Last weekend I stole away from the Kentucky Women Writers Conference and spent a day visiting Shaker Village of Pleasant Hill, 23 miles from Lexington, Kentucky. It was a truly glorious fall day spent in the picturesque heart of Bluegrass country, and I hope my photos will convey some of the serenity of the Shaker Village.

gravel path with green trees on both sides in Shaker Village
Main Street of Shaker Village of Pleasant Hill

As a former American Studies major, I’ve always be interested in the Utopian religious societies that sprung up in the U.S., and I find the Shakers particularly fascinating because of their lasting influence on truly American design. I’ve always loved their furniture and admired their aspiration towards simplicity, and clearly I am not the only one because they have had a truly remarkable influence on American design even though their sect, due to the requirement of celibacy, was ultimately not sustainable, and of their flourishing villages only one is still in operation with five surviving members in Maine.

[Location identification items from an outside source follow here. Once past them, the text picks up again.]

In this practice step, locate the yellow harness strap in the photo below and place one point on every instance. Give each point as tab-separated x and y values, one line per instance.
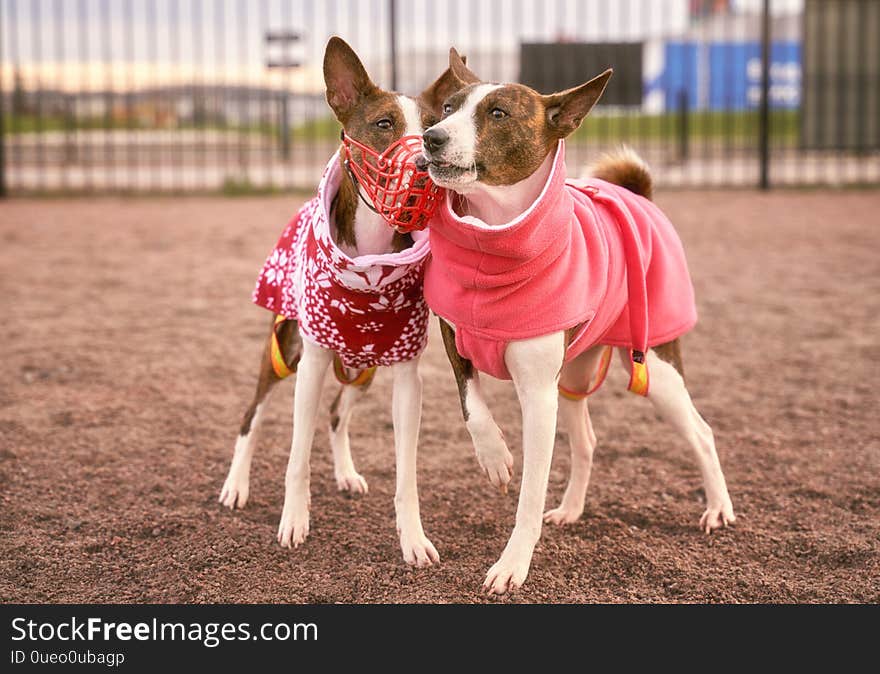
278	362
601	372
638	380
362	378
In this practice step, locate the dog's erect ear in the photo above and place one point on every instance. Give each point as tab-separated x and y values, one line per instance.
345	77
444	86
567	109
461	71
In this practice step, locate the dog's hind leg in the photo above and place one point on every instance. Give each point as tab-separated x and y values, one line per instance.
672	401
236	488
492	453
575	414
406	411
347	477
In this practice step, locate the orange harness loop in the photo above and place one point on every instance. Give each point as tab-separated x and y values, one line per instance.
278	363
282	370
601	372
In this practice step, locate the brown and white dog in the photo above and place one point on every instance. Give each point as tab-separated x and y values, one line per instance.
494	148
377	119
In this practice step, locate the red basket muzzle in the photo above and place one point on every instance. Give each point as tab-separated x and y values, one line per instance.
403	194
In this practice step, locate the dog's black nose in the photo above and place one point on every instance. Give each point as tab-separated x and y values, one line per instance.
434	139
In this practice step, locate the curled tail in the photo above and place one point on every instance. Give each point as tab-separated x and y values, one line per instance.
625	168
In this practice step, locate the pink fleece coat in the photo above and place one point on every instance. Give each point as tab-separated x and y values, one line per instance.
586	253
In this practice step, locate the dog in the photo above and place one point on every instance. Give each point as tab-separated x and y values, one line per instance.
345	288
537	279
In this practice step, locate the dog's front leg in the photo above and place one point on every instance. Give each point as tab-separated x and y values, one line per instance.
294	526
491	450
406	413
534	365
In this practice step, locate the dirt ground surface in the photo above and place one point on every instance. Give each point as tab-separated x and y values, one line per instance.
130	348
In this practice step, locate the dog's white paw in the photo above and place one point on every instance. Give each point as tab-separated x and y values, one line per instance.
351	481
294	526
494	457
236	488
717	516
564	514
509	572
418	551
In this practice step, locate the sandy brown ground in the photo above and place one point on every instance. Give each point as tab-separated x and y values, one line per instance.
129	350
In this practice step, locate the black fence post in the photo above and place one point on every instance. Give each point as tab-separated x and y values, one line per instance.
284	125
3	192
764	119
392	18
683	130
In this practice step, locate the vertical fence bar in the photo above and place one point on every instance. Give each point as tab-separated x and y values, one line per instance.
153	100
109	101
392	41
37	58
86	96
65	151
3	191
177	154
131	171
764	125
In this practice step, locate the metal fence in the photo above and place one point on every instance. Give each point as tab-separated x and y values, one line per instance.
204	95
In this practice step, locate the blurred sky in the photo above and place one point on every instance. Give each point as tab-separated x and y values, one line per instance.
90	44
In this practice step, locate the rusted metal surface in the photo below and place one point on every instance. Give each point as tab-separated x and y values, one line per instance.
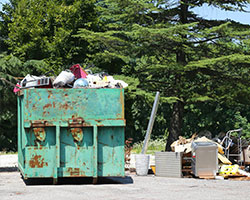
128	149
77	134
37	162
40	134
71	132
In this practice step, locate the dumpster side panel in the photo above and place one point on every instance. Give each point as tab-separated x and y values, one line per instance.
111	151
39	162
65	104
71	132
75	157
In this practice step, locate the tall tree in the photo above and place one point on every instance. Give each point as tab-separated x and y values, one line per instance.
43	29
171	49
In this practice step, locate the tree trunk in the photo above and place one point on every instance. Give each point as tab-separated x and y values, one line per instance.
175	124
178	107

three historical actors weaving baskets outside in the shade at Shaker Village
Pleasant Hill is a living history village, so along the way you’ll encounter volunteers in traditional garb who demonstrate Shaker crafts, such as basket weaving here.
Shaker village white clapboard house and steps
I love how here the white fences create such an orderly world.
Weathered white clapboard house wall, window and door with steps
Weathered and still beautiful.
earthenware jug on window sill
Looking out of one of the windows in the Centre Family Dwelling.
Shaker Village dining room
One of the dining rooms in the Centre Family Dwelling –
doesn’t this just make you feel all tidied up and ready to
sit down?
Shakers, upon joining the community, would be grouped
into “families” (male and females separately), who
lived together. So this is one “family’s” dining room.
blue enamelware jug with spider web at Shaker Village
The spider and the jug – the only place where I felt the
Shakers might just have left, i.e. it felt lived in and
not too museum cleaned up.
It was that kind of a day for a gauzy curtain to sway in the breeze.
red brick family dwelling house at Shaker Village
East Family Dwelling (1817) – the long and narrow windows are typical of early 19th century architecture, but the perfect symmetry is particular to the Shakers.
Symmetrical yellow entrance doors at family dwelling building in Shaker Village
Double entrance as one side is for the women and the other for the men.
two little brooms hanging in a window at Shaker Village
Looking out from the broom maker’s window in the East Family Brethren’s Shop.
A tad of whimsy from a clothes hanger.